Pen skipped across the terrace, her tendrils flying and her face flushed with joy.
He watched her come to him. He battled to quell the thick ache in his chest. She appeared so excited that he had to smile, but it was an unnatural, harlequin effort.
"Whatever is happening must be good news, Pen. I have never seen you so happy."
She could not stand still. She all but danced. "He is talking to Papa right now. Glasbury is. Can you believe it? An earl! My friend Margaret is very envious. She said I’d at best get a younger son and might even have to step down below that. An earl! Mama says he is very influential at court and in Parliament. He is sought after by the best hostesses. Look what he gave me."
She extended her arm. A diamond bracelet, one fit for a duchess at a ball, glittered on her wrist.
"I am very happy for you, Pen."
She hopped around, first to one side of him near the terrace wall, then to the other. "I hope that Papa will approve."
"I think you are safe there."
"Mama told me about all his properties. So many I cannot remember them. I wasn’t listening closely, I was too excited."

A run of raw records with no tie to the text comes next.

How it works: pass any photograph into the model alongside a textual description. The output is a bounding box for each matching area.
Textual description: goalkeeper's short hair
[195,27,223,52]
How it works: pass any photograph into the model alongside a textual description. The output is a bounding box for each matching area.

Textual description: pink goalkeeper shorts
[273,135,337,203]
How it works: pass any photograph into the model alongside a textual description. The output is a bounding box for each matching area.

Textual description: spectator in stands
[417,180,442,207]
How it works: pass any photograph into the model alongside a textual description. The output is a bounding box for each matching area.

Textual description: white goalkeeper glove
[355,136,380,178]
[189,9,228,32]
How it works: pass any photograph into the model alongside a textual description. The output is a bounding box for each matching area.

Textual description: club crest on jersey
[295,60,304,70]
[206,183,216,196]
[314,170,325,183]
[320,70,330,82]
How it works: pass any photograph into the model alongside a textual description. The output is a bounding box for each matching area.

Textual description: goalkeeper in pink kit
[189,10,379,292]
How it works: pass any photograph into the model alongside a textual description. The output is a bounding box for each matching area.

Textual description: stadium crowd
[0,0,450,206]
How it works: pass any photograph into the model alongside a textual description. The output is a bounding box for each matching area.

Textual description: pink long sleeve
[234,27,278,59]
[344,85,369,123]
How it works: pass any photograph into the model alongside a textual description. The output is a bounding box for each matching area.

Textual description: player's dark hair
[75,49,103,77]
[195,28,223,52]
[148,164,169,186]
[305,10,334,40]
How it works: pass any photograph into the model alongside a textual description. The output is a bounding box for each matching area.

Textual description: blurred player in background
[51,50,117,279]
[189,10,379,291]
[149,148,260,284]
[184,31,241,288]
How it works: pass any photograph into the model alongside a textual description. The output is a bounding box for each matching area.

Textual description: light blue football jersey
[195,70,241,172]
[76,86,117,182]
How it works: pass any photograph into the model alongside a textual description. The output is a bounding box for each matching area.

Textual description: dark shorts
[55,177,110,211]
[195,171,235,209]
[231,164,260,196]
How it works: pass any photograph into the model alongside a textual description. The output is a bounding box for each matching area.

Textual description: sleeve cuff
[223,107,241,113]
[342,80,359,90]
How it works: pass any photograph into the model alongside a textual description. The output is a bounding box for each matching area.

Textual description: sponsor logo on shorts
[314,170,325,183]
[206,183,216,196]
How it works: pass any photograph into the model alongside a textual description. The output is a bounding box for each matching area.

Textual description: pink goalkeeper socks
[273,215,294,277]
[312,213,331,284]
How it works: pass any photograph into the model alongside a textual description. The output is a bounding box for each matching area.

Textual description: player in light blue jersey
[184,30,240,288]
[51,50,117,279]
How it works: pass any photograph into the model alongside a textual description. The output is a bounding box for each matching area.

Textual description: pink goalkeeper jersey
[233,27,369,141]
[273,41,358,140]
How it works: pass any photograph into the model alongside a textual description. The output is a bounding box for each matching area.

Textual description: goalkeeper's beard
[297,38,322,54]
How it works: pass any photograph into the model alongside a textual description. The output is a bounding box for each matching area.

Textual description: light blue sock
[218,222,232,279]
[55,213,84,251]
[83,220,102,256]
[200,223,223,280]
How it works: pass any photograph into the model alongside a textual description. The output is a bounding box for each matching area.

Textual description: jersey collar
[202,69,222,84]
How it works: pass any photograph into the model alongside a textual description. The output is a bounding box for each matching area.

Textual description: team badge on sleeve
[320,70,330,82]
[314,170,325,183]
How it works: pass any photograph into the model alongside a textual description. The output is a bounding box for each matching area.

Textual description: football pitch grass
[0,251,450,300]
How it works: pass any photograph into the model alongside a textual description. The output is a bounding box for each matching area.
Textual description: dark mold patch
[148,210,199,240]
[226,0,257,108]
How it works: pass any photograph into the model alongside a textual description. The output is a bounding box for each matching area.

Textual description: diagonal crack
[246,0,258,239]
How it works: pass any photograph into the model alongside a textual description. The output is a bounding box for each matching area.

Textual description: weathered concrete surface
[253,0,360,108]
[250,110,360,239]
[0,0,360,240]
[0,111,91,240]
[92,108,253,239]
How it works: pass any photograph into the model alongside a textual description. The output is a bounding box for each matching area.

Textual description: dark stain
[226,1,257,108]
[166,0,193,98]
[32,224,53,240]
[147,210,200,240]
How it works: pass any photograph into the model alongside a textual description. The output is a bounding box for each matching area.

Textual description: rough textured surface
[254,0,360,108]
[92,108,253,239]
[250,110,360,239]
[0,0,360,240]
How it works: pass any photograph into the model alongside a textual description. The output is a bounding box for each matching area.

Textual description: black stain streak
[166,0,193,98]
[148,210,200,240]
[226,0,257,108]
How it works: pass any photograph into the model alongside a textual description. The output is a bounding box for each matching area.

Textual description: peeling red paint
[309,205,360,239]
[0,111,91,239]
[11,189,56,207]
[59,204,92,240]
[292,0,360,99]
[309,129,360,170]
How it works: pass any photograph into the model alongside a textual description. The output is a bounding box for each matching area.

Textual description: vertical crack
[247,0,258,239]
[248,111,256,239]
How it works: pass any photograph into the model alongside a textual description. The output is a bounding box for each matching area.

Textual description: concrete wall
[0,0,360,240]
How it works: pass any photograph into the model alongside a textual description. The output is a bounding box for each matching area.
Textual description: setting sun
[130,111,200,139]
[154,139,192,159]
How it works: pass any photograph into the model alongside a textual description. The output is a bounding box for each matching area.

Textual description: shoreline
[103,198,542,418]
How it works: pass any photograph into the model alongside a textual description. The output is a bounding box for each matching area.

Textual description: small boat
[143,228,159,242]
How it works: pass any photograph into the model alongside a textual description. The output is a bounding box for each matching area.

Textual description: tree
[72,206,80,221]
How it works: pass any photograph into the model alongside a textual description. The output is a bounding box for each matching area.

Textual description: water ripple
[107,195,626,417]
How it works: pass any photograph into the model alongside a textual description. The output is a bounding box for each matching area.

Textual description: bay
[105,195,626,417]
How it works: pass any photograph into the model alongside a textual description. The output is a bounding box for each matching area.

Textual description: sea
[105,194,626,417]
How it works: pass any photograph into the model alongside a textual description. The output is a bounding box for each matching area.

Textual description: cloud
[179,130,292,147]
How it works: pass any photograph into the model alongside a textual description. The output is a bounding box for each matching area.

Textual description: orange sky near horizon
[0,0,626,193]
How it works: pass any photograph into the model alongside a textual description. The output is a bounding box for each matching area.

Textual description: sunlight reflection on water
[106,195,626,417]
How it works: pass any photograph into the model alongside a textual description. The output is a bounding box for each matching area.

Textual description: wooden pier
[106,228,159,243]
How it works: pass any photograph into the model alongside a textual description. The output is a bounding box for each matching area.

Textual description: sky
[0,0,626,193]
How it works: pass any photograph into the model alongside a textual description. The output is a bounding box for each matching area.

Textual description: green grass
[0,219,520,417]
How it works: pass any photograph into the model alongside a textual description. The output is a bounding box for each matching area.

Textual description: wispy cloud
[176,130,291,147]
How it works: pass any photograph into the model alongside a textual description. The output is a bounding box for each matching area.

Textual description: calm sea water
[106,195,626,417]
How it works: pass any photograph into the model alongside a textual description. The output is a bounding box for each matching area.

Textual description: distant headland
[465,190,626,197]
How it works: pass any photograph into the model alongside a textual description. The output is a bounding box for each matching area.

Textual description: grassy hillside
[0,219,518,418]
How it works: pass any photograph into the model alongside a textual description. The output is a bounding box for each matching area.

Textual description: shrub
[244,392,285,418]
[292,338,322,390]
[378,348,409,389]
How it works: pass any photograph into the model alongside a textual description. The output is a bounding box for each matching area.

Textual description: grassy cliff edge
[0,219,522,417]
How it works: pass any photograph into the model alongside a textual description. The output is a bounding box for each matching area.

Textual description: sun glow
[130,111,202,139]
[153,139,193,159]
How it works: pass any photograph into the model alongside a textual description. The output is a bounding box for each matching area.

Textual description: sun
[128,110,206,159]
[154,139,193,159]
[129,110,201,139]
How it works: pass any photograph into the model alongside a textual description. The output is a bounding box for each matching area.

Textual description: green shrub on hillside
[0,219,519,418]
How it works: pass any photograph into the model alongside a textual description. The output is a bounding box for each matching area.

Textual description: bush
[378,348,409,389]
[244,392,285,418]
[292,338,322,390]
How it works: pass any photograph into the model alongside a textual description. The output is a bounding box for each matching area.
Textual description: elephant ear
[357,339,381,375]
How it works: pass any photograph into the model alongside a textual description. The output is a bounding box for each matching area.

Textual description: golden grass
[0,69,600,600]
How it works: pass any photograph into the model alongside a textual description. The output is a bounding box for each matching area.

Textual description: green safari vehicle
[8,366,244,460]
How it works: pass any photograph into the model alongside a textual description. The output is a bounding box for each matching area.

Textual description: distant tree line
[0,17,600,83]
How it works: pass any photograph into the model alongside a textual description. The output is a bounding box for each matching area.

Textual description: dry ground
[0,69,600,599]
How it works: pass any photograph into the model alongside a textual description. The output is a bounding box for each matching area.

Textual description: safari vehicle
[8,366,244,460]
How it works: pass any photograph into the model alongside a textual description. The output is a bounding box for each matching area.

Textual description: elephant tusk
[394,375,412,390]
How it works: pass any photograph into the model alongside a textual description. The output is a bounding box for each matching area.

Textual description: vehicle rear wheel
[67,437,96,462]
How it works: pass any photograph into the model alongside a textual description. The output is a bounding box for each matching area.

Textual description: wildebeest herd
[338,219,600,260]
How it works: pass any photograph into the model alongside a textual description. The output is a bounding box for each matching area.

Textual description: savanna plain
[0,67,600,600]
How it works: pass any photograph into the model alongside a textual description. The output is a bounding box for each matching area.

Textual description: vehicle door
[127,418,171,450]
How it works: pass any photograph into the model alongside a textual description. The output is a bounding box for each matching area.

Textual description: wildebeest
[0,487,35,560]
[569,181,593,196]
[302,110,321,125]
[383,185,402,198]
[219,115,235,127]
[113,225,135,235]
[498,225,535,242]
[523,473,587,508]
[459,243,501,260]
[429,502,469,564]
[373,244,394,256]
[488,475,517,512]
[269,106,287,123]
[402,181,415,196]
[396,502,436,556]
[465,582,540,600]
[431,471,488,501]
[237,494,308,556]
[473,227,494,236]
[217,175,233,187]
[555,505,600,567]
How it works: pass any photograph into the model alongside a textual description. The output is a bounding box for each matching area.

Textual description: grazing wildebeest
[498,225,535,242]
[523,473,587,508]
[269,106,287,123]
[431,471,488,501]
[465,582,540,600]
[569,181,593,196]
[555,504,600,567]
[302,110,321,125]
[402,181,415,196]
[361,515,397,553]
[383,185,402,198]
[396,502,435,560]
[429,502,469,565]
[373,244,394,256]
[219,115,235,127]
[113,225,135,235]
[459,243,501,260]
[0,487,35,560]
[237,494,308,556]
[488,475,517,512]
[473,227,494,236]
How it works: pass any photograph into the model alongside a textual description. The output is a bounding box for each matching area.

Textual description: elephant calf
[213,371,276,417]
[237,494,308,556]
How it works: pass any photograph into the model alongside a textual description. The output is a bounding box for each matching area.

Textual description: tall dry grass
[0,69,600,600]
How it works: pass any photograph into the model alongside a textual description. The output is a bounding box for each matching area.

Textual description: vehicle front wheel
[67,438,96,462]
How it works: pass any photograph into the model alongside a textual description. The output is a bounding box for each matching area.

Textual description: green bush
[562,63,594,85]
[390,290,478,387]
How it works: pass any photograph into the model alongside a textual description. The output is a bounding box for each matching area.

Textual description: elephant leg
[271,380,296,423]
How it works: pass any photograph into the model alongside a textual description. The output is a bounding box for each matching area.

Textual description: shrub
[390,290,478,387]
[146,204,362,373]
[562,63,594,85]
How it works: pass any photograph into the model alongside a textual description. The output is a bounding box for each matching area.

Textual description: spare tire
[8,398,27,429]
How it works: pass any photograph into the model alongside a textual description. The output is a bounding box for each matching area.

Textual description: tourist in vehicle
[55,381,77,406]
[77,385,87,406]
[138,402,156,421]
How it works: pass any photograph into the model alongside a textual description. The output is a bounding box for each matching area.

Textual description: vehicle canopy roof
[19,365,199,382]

He kept smiling. He tried like the devil to truly be excited with her, but lacerations kept burning his heart and a numbing melancholy had taken over his mind.
She stretched up and gave him a tiny kiss on the cheek. "I must go back to Mama. I wanted to find my brothers to tell them. And you, of course. I wanted the whole family to know."
She skipped away, her pink slippers flying over the stones, her skirt swinging around her legs. The dark of the drawing room absorbed her.
He stood there like a man who had been punched senseless.
Of course she was getting married. She was of age. She had come out. The whole point of the parties and balls had been to find her a husband. This London house had not been fully used in years, but this season the entire household had moved here just for her debut.
He had thought it would be next season, however. He had thought that she did not really favor Glasbury. He had thought—
"Join me."
The voice startled Julian. So did the hand offering a glass of spirits.
He had not even noticed Milton coming out another set of doors.
He took the brandy and swallowed a deep gulp. Milton sipped silently, his attention on the gardens beyond the stairs. Servants had pruned and planted for two weeks, finding some order within the disarray that had long claimed this spot of nature in London.
Milton’s presence was unusually companionable. The last few years Milton had retreated from everyone, including his brothers. He spent his time with books or in town. He had become a stranger.
Today, however, something of the old bond resurrected as they drank together.
"It is mother’s doing," Milton said. "I suggested it was too fast, but she is always very sure she is right about such things. No doubt father’s health is a factor. His heart is bad. She does not think he will live out the year."
Julian had not known the viscount was sick, but then the viscount was such a recluse that one rarely saw him. "She just seems very young, that is all."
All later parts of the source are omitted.